In 1966, Eva Erben, with her family, visited her rescuers unannounced during a trip to Europe, having had no prior contact. Her husband Peter, their children, and Eva herself learned the full story of her rescue and the dramatic circumstances from Uncle Jahn for the first time. For 21 years, Eva could not speak about it. The reunion was spontaneously celebrated with the entire village community the next day.[23] Eva Erben later became an honorary citizen of the Postřekov community.
Jahn couple – Righteous Among the Nations
[edit]Her rescuers from Possigkau, Kryštof and Ludmila Jahn,[24] were awarded the Righteous Among the Nations title by Israel's Yad Vashem in 1983. The descendants of the family still live in the house and maintain a friendly connection with Eva Erben.[15]
Eva Erben expresses her gratitude with the following words:
Kryštof and Ludmila Jahn not only saved me physically by caring for me and hiding me from the Germans but also spiritually with their boundless love and advanced knowledge. Today, I feel I owe them my life.
Investigations into the death march from Schlesiersee to Volary
[edit]The mass murders of the approximately 100 death marches during the Nazi era were long suppressed. Between autumn 1944 and May 1945, about 250,000 people were "murdered – shot, beaten, burned in barns; people starved or died of exhaustion or disease."[25] No concentration camp prisoner was to be found alive by the Allied liberators, per Heinrich Himmler's orders.
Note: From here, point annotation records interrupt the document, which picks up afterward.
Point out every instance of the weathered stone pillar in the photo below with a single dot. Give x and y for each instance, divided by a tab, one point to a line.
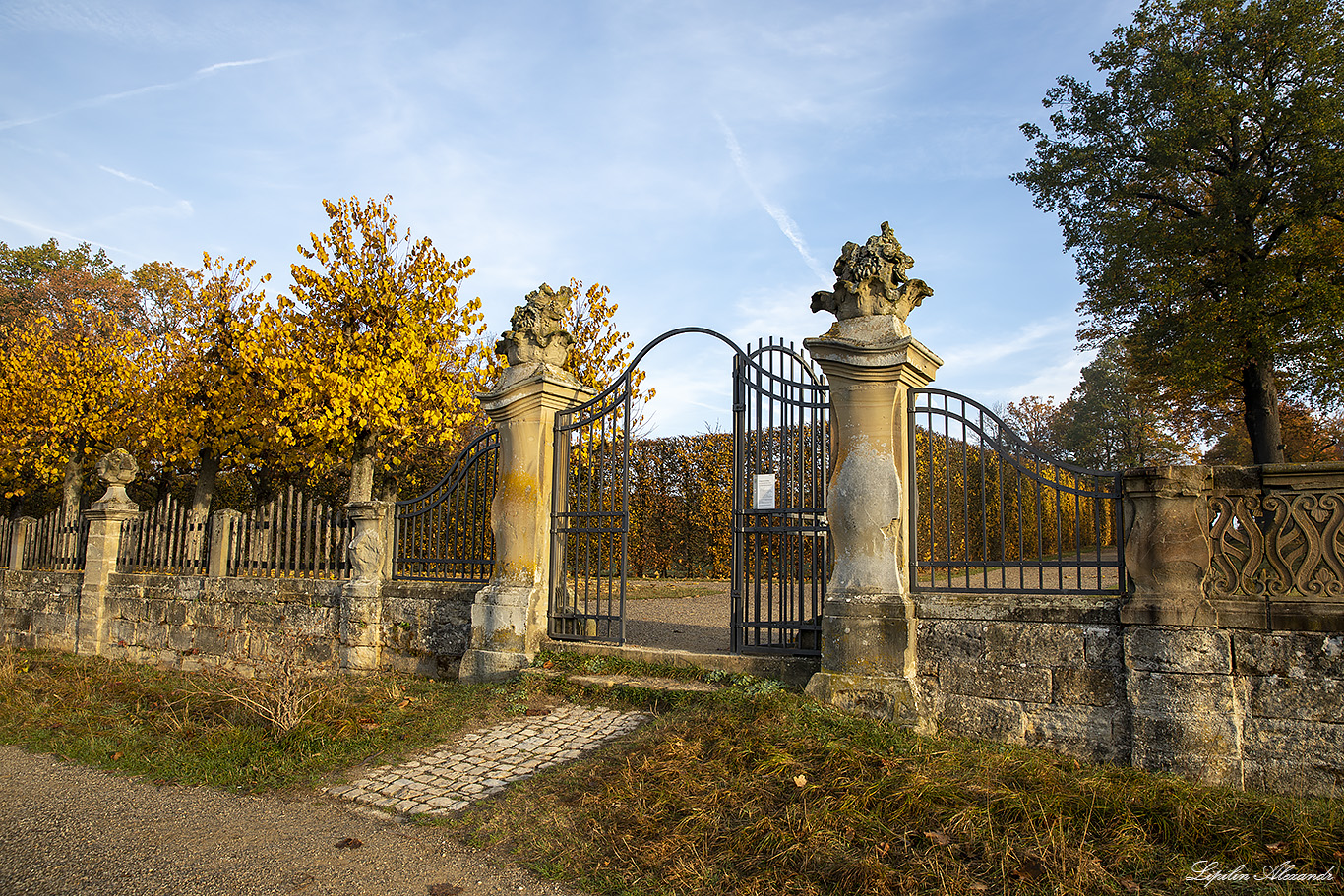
509	617
105	517
19	542
1167	547
1187	708
870	360
362	597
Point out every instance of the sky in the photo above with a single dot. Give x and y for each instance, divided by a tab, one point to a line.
705	161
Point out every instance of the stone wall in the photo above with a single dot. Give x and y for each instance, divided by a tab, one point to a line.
194	623
1025	669
1246	707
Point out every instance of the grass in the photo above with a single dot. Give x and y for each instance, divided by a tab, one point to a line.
749	790
193	728
664	588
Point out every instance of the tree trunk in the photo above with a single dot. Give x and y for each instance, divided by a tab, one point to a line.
1260	396
206	474
362	470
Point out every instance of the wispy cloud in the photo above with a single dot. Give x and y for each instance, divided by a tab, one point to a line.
135	91
781	217
131	179
1027	337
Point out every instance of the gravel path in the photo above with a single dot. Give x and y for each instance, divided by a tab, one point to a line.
67	830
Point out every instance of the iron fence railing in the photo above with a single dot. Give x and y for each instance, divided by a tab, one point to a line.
57	543
990	512
444	535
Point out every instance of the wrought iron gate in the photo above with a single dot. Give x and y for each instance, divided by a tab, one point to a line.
779	463
781	557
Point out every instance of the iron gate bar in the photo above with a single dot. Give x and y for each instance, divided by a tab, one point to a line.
992	434
595	606
422	521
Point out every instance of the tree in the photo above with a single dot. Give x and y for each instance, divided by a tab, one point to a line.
599	351
1115	419
1201	194
37	279
209	404
385	356
70	388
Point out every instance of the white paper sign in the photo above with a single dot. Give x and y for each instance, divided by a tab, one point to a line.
764	492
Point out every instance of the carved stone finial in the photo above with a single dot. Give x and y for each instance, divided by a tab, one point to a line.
871	279
117	469
536	334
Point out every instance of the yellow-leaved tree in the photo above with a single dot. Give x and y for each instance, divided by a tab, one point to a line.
70	388
386	359
599	351
210	407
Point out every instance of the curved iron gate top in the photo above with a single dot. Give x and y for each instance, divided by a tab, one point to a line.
444	535
991	513
591	520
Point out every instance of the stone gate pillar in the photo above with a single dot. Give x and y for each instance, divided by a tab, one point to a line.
510	614
117	470
870	360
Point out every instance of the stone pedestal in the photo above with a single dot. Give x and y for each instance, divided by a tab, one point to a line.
1167	546
362	595
105	517
509	617
867	627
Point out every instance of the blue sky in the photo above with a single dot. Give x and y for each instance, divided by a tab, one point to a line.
704	160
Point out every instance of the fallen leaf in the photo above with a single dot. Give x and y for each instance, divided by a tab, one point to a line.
940	837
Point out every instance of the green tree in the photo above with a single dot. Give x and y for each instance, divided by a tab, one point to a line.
1115	421
1201	194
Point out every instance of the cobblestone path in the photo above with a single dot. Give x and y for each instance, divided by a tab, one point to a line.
485	762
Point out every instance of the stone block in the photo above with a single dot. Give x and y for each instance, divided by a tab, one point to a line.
995	682
1086	733
1000	720
180	638
1314	777
1104	646
1187	694
1295	739
121	631
955	639
1086	687
1185	738
1178	649
212	641
1035	643
1293	654
1304	698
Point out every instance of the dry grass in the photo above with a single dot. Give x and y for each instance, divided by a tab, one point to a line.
773	794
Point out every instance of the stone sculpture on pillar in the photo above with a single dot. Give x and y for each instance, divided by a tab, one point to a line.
105	517
871	362
510	614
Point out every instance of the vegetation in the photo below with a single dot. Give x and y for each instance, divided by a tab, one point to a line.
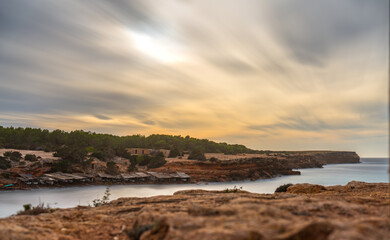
112	168
283	188
107	144
13	155
4	163
75	147
30	157
174	153
197	155
28	209
157	161
61	166
233	190
6	175
104	200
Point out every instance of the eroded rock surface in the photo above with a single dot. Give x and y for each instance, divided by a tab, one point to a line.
354	211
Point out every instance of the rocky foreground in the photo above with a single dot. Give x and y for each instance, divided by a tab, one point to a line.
355	211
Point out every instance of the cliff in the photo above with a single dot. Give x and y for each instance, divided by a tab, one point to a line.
256	166
354	211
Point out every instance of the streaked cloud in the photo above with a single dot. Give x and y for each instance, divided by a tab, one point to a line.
283	75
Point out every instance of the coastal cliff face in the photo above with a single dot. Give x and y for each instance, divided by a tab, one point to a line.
354	211
257	166
336	157
231	170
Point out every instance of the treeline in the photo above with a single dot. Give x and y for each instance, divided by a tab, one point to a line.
107	145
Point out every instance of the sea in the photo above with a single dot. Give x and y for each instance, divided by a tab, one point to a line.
371	170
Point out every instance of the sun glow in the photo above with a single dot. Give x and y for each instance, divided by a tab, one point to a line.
158	48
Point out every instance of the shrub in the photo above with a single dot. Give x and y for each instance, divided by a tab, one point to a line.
13	155
28	209
197	155
99	155
283	188
174	153
73	155
104	200
61	166
6	175
4	163
233	190
157	162
143	160
112	168
30	157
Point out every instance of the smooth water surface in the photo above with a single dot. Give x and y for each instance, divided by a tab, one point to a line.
370	170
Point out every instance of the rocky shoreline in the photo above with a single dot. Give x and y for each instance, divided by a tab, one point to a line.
232	168
355	211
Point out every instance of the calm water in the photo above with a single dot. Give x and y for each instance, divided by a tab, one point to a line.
370	170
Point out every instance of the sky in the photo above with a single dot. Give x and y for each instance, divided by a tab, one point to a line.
272	75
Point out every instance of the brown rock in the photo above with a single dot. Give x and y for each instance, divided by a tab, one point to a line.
306	188
334	212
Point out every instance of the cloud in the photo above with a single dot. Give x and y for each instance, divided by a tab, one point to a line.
271	74
313	30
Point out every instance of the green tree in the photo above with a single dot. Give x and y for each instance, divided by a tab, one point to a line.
4	163
30	157
112	168
197	155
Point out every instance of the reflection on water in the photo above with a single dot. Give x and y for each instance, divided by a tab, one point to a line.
370	170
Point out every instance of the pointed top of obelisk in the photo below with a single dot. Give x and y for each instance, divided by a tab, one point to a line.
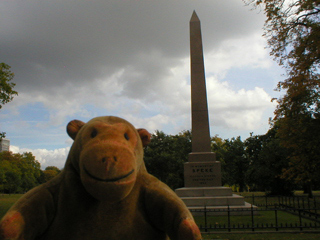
194	17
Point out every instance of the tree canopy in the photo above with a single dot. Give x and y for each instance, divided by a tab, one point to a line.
292	29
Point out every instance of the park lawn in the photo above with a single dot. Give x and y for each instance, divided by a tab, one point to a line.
264	236
263	218
6	201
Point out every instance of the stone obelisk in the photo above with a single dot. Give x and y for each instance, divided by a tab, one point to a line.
202	173
202	169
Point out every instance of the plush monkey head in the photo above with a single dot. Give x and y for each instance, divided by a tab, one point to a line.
107	154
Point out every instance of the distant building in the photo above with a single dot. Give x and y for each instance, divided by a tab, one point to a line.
4	145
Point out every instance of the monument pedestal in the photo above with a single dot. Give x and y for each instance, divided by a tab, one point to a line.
202	178
202	173
214	198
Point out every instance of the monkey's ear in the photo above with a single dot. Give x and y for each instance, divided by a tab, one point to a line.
73	128
145	136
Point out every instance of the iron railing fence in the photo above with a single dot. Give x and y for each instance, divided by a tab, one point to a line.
302	222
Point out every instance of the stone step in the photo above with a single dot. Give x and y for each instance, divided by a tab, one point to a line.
203	191
234	200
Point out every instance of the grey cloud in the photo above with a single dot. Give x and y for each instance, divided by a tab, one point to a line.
50	43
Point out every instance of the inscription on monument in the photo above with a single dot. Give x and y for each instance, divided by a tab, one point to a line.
204	174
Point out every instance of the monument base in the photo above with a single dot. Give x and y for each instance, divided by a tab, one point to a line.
218	199
202	174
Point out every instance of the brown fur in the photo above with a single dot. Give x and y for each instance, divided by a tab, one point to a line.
104	192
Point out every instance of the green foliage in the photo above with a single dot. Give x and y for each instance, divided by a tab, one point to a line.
18	172
165	155
292	29
267	160
49	173
235	163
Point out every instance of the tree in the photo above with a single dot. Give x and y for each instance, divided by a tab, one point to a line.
165	155
267	159
18	172
6	87
292	29
49	173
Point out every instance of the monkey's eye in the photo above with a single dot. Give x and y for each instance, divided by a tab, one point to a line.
94	133
126	136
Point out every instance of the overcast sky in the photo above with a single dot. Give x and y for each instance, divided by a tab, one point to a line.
78	59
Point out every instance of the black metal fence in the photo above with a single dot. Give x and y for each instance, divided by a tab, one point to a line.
284	214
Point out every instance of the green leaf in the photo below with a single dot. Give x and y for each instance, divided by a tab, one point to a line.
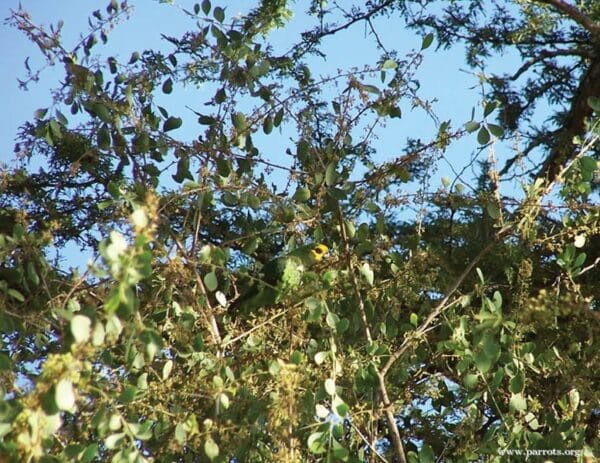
517	383
367	273
317	443
332	320
5	362
128	394
371	89
472	126
342	325
329	386
168	86
414	319
40	113
489	107
301	195
239	121
219	14
594	103
113	440
172	123
101	111
496	130
268	125
103	138
211	449
81	328
518	403
426	454
278	118
483	136
579	260
389	64
211	282
89	453
331	174
427	41
483	362
493	210
16	295
64	395
470	381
The death marches gained international attention through Daniel J. Goldhagen’s publication Hitler’s Willing Executioners,[26] which dedicated two chapters to the death marches.[27] Arno Lustiger highlighted the lack of historical reckoning with the death marches of concentration camp prisoners in his speech on the Holocaust Remembrance Day at the German Bundestag on January 27, 2005, noting that hundreds of thousands of prisoners fell victim on the roads of the German Reich.[28] Since 2005, research has improved, with a first monograph published in 2011.[29] The historical investigation of Eva Erben’s death march was conducted by local historian Hans Brenner, who meticulously reconstructed the route of the Death March to Volary through archival work.[10]
Death marches as crimes against humanity
[edit]Martin C. Winter, in his book Violence and Memory in Rural Areas: The German Population and the Death Marches,[30] examined the so-called wandering concentration camps. The legal reckoning with the death marches, according to Winter, is a "history of failure," as “the number of perpetrators, accomplices, and supporters held accountable was remarkably small and in no proportion to the scale of the atrocities committed.”[25] The death march to Volary, during which Eva Erben, her mother, and 1,300 Jewish camp prisoners endured martyrdom, and numerous crimes against humanity were committed in barbaric ways, with nearly 1,000 Jewish women murdered or dying, was only partially prosecuted. In 1947, American judicial authorities investigated the Helmbrechts subcamp without pressing charges; camp commander Alois Dörr was sentenced to life imprisonment in 1969.[31]
New life and educational work
[edit]Israel
[edit]After a brief stay with an aunt in East Bohemia, Eva returned to Prague after fifth grade, where she was taken in by a Jewish orphanage. She trained as a nurse, though she had wanted to become a doctor or actress. Despite coming from a wealthy family, she was penniless at the time.[32] In Prague, she fell in love with Peter Erben (Erbenová), a former youth leader from Theresienstadt whom she already knew. Eva and Peter became a couple.[2] At 17, she became pregnant, and on October 31, 1948, they married in Paris. After the founding of Israel, the idea of emigrating to Israel instead of Australia, for which she had a visa, took shape. With a foreign entry visa from the Guatemalan consul for Peter (pro forma), she, as the sole survivor of her family, emigrated with her husband Peter to Israel in 1949. Her family lives in Ashkelon, where she built a new life and worked for many years as a nurse, also caring for Arabs from Gaza. Her husband established a construction company.
Processing her Shoah
[edit]It was not until 35 years later that she began to confront her persecution history.[33] On Israel's Holocaust Remembrance Day in 1979, Eva was to share her experiences with her son Amir's school class. Until then, no one had been interested in her story, partly because many did not believe it and there was also suppression of the horrific events. At her adult children's request, Eva wrote her experiences into a book. This resulted in a Hebrew children's book, now available in many languages, first published in 1981. In German, it is titled When I Was Missed.[34]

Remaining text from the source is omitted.